Abstract
Synchronization of excitable cells coupled by reciprocal inhibition is a topic of significant interest due to the important role that inhibitory synaptic interaction plays in the generation and regulation of coherent rhythmic activity in a variety of neural systems. While recent work revealed the synchronizing influence of inhibitory coupling on the dynamics of many networks, it is known that strong coupling can destabilize phase-locked firing. Here we examine the loss of synchrony caused by an increase in inhibitory coupling in networks of type-I Morris–Lecar model oscillators, which is characterized by a period-doubling cascade and leads to mode-locked states with alternation in the firing order of the two cells, as reported recently by Maran and Canavier (J Comput Nerosci, 2008) for a network of Wang-Buzsáki model neurons. Although alternating-order firing has been previously reported as a near-synchronous state, we show that the stable phase difference between the spikes of the two Morris–Lecar cells can constitute as much as 70% of the unperturbed oscillation period. Further, we examine the generality of this phenomenon for a class of type-I oscillators that are close to their excitation thresholds, and provide an intuitive geometric description of such “leap-frog” dynamics.

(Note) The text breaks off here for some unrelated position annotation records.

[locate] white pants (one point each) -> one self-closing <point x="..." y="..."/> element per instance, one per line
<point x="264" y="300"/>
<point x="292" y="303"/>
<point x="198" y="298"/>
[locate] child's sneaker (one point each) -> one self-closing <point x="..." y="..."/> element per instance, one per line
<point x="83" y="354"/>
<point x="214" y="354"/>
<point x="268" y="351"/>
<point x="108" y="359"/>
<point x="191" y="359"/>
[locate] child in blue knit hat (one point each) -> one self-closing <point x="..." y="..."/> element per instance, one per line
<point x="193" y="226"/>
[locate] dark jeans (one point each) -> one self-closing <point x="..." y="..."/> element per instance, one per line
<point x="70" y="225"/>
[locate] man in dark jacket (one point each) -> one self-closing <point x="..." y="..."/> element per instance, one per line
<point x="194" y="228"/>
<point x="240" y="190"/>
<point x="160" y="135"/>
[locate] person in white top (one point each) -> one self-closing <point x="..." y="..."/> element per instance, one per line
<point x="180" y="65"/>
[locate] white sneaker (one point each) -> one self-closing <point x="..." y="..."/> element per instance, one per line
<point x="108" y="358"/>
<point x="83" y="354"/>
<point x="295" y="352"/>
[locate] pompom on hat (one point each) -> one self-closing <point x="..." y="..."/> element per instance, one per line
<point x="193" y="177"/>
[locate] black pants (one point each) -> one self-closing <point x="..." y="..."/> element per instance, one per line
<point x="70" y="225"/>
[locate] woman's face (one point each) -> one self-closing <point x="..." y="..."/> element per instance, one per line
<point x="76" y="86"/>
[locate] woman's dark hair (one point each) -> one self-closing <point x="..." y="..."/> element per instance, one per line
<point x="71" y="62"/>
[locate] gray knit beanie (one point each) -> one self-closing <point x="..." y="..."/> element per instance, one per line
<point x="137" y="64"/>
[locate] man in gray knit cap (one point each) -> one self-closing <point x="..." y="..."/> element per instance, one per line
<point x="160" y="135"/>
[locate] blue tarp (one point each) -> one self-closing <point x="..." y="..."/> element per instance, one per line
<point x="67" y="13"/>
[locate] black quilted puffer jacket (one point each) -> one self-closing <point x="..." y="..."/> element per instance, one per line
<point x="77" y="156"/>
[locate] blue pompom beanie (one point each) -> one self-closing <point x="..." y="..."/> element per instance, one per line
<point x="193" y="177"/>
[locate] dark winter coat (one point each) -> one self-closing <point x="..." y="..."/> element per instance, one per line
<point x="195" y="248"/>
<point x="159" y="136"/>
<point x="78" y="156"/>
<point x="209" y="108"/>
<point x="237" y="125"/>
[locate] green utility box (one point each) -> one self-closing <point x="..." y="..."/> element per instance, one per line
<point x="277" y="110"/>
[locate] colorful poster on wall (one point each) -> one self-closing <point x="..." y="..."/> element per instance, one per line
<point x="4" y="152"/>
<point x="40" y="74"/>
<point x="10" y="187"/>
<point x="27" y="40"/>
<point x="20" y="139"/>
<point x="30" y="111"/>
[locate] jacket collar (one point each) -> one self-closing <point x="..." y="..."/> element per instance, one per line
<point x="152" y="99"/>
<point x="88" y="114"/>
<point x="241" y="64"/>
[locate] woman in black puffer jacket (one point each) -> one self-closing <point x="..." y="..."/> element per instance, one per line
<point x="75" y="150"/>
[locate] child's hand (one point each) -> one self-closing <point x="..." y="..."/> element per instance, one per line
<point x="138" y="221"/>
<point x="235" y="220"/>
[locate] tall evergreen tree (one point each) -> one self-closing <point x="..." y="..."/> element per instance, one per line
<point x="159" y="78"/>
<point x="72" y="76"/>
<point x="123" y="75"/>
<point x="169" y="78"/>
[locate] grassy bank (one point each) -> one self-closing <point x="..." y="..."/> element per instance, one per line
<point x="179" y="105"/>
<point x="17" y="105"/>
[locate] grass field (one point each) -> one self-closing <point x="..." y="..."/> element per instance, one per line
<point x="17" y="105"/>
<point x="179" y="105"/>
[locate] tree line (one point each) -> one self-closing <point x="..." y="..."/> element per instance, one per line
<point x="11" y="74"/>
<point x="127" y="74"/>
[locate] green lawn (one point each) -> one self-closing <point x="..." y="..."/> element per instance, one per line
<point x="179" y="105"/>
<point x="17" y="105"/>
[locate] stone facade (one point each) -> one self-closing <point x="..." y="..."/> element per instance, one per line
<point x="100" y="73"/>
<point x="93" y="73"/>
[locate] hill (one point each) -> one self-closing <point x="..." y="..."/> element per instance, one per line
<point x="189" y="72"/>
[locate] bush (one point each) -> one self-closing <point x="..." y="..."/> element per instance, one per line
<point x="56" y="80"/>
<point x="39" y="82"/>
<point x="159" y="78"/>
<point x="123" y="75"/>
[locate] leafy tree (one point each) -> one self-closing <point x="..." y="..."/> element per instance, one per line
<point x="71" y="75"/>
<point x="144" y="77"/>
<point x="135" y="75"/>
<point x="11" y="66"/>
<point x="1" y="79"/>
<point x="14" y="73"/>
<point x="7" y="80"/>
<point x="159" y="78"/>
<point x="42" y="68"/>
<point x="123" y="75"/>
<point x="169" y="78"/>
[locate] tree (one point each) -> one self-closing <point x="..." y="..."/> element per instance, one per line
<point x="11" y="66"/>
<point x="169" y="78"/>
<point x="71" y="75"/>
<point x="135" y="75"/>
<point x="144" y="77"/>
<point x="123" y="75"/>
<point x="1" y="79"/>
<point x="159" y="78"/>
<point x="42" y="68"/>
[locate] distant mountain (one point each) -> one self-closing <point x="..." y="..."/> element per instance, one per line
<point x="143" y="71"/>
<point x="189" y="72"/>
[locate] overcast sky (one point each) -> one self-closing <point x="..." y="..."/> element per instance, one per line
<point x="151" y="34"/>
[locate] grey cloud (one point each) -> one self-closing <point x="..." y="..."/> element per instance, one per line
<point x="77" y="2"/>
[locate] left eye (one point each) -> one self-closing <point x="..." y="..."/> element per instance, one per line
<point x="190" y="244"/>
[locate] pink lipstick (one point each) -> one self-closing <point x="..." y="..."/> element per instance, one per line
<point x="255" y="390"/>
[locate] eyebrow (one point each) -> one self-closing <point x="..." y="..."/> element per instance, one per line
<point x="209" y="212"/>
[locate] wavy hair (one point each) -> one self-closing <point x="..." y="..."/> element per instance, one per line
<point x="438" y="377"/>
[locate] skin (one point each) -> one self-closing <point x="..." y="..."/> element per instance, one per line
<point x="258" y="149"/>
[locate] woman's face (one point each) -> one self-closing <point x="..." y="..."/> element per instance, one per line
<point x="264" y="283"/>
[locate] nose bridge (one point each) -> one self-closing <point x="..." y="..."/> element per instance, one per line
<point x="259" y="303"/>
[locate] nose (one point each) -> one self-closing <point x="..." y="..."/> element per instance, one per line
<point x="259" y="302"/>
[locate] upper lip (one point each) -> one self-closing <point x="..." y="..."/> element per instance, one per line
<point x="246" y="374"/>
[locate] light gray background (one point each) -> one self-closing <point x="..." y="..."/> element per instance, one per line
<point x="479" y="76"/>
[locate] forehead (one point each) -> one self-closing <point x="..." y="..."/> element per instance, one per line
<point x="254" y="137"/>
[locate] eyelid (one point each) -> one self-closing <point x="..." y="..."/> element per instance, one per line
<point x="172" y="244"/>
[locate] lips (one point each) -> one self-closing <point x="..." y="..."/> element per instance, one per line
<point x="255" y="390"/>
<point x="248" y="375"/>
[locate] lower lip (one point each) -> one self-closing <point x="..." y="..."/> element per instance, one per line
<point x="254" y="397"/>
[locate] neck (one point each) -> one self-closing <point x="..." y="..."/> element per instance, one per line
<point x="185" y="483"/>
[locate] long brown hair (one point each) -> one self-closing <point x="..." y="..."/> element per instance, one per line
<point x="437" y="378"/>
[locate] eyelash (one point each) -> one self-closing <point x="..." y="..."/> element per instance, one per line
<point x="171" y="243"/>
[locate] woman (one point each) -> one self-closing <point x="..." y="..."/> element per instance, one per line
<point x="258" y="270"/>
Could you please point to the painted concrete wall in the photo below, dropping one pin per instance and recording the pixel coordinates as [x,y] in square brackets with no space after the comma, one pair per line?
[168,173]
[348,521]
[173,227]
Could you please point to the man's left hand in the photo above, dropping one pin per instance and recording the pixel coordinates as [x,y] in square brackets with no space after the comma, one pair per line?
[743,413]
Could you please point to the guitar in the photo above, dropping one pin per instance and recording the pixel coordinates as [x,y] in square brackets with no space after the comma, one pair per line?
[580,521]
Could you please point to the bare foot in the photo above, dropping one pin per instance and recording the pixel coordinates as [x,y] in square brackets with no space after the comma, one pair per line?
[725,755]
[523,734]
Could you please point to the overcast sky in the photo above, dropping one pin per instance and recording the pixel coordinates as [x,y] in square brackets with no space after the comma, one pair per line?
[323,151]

In the Morris–Lecar model network, the alternation in the firing order arises under the condition of fast closing of K + channels at hyperpolarized potentials, which leads to slow dynamics of membrane potential upon synaptic inhibition, allowing the presynaptic cell to advance past the postsynaptic cell in each cycle of the oscillation. Further, we show that non-zero synaptic decay time is crucial for the existence of leap-frog firing in networks of phase oscillators. However, we demonstrate that leap-frog spiking can also be obtained in pulse-coupled inhibitory networks of one-dimensional oscillators with a multi-branched phase domain, for instance in a network of quadratic integrate-and-fire model cells. Finally, for the case of a homogeneous network, we establish quantitative conditions on the phase resetting properties of each cell necessary for stable alternating-order spiking, complementing the analysis of Goel and Ermentrout (Physica D 163:191–216, 2002) of the order-preserving phase transition map.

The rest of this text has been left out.